Da Hong Pao Chocolate Lava Cakes

Intensely roasted Da Hong Pao infused into dark chocolate lava cakes—a molten center of smoky, mineral-rich decadence.

Da Hong Pao and dark chocolate share the same flavor universe—roasted, bitter, complex, and deeply satisfying. Infusing the tea into melted chocolate before baking amplifies both ingredients into something extraordinary.

The lava cake format is ideal because the molten center preserves the tea's volatile aromatics. When you break the crust, a rush of smoky, mineral-scented chocolate pours out—it's a sensory experience.

Use the best dark chocolate you can find (70–75% cacao). The tea's bitterness means you don't need to go ultra-dark; the roasted oolong adds its own edge. A touch of flaky sea salt on top bridges the sweet and savory.

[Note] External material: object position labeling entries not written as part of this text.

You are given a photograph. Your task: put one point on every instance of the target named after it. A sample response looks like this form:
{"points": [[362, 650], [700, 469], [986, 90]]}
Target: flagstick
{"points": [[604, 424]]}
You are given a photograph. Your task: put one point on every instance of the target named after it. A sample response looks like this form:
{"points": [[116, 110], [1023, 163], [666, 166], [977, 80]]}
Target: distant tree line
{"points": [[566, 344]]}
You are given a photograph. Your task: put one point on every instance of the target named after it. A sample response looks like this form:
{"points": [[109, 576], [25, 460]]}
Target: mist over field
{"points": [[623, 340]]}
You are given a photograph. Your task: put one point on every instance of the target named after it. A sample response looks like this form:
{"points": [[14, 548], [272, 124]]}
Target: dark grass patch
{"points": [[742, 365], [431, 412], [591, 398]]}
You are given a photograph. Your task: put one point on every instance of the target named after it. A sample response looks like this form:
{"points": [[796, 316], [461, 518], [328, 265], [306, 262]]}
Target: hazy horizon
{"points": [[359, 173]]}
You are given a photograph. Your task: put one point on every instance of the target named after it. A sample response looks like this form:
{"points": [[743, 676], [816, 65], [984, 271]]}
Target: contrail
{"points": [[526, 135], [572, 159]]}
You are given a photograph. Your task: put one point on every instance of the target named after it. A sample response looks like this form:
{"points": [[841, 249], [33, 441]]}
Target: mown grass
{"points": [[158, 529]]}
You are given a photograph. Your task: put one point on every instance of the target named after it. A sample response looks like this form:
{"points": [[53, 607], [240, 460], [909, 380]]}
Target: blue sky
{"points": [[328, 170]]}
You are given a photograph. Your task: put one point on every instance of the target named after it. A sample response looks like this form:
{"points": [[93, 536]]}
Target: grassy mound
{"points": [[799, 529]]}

These are perfect for a dinner party finale. They look impossibly elegant, taste deeply sophisticated, and the secret—that the magic comes from tea—always sparks conversation.

Ingredients

  • 150g dark chocolate (70% cacao), chopped
  • 100g unsalted butter
  • 3 tbsp Da Hong Pao loose leaf tea
  • 2 whole eggs
  • 2 egg yolks
  • 50g sugar
  • 30g all-purpose flour
  • Pinch of flaky sea salt
  • Cocoa powder for dusting molds

How to make it

  1. 1Melt butter in a saucepan, add Da Hong Pao leaves, and steep off heat for 15 minutes. Strain through a fine sieve, pressing leaves. Discard leaves.
  2. 2Melt chopped chocolate into the warm tea-infused butter, stirring until smooth. Let cool slightly.
  3. 3Whisk whole eggs, egg yolks, and sugar together until pale and thick (about 2 minutes).
  4. 4Fold the chocolate mixture into the egg mixture. Sift in flour and fold gently until just combined.
  5. 5Butter and cocoa-dust 4 ramekins. Divide batter evenly among them. Refrigerate 30 minutes (or up to 24 hours).
  6. 6Preheat oven to 220°C (425°F). Bake from fridge for 12–14 minutes until edges are set but centers jiggle.
  7. 7Let rest 1 minute, then invert onto plates. Top with a pinch of flaky sea salt. Serve immediately.